Tribune News Network


QFI, a member organisation of Qatar Foundation (QF), convened attendees from 14 different countries across Europe, the UK, the US and Australia for a symposium on teaching and learning of Arabic language.

From changing perceptions about the Arabic language to building sustainable school programming, engaging communities and envisioning the future, panellists and attendees explored key questions and themes that shape the teaching and learning of Arabic today and developed actionable plans for future collaboration.

“We need to aim high: Arabic teachers should receive no less support than teachers of any other foreign language,” said panellist Paula Rötscher to a room full of educators, policymakers and academics.

Paula’s statement set the tone for ensuing conversations centred around the status of Arabic language education in Europe today – and goals for the future – in the QFI Symposium, titled Arabic Language Learning in Europe: Realities of Policy and Practice.

“In the case of Arabic, we should be ambitious,” added another panellist, Dr Fabrice Jaumont, president of the Centre for the Advancement of Languages, Education and Communities. “Universities should coordinate with high schools so that students don’t start their language journeys in university. We need to increase awareness of vocational pathways. We need to increase cooperation, establish robust networks and equip teachers to ensure success.”

For the past 14 years, QFI has been encouraging the study of Arabic as a global language by supporting the professionalisation of Arabic teaching and research-informed methodology and practices.

With extensive experience in Europe and the Americas, QFI supports educators, administrators, students, researchers and other experts across the Arabic language ecosystem to advance the value of teaching and learning Arabic as a global language.
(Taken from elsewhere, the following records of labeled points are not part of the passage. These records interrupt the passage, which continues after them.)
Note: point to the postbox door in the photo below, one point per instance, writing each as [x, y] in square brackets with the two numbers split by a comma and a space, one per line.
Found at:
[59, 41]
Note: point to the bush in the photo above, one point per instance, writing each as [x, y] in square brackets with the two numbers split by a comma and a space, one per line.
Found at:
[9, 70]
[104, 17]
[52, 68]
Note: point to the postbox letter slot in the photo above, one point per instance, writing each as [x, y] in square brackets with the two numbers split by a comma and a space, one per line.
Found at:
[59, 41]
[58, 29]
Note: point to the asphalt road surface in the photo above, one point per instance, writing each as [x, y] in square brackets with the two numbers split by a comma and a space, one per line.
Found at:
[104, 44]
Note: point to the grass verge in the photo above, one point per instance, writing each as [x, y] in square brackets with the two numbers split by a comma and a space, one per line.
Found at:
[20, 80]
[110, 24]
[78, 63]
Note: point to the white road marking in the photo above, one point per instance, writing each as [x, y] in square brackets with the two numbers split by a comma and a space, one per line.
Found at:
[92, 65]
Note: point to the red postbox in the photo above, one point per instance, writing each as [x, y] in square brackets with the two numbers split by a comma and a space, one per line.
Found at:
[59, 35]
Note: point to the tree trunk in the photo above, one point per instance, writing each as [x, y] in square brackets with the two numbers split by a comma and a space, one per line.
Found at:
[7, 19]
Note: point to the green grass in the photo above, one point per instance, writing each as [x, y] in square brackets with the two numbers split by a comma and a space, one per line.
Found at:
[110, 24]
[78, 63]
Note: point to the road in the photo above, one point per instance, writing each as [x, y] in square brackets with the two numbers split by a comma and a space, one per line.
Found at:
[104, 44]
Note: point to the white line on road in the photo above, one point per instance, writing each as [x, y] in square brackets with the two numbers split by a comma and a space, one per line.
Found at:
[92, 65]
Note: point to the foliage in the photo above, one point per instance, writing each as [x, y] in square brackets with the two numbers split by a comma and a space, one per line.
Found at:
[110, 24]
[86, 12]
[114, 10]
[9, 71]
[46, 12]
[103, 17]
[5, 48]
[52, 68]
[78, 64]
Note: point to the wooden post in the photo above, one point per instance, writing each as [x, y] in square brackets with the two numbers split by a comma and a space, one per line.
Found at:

“The symposium was an extraordinary opportunity for reflection. The sessions were thought-provoking, inspiring, highly engaging and provided valuable insights into the main challenges of teaching Arabic in the twenty-first century,” said Kurstin Gatt, lecturer in the Department of Middle Eastern and Asian Languages and Cultures at the University of Malta. “A diverse range of expert speakers from across Europe shared their expertise, sparking stimulating discussions among attendees.”

QFI envisions a future where Arabic is a global language offered in classrooms beyond the Arab world on par with other global languages such as French, German and Spanish. Through providing access to Arabic language education, students enjoy the benefits of a worldwide community of learners and a lifelong connection with modern, dynamic culture and language.

To make that vision a reality, QFI is committed to helping Arabic educators enhance their skills and giving them access to research-informed methodology so they can establish the most effective and cutting-edge teaching practices.

Primary and secondary level education faces a critical, global gap in Arabic language learning. QFI addresses this gap by supporting Arabic educators at the primary and secondary levels, as well as in social studies, math, science and the arts who intend to explore Arabic and the Arab world as part of their curriculum.

A critical gap remains at the university level in Europe and the Americas, however, where students who begin learning Arabic at a younger age have limited course options to continue their language studies.

Addressing these gaps and others are among the topics attendees hope to explore further in collaboration with new connections made at this Symposium.

“As a teacher, lecturer and student, the symposium helped me make valuable contacts which can help me turn my plans into measurable and achievable goals,” Gatt said. “I now feel part of a European, even an international support network that is ready to bring a change. I am very excited about what’s to come!”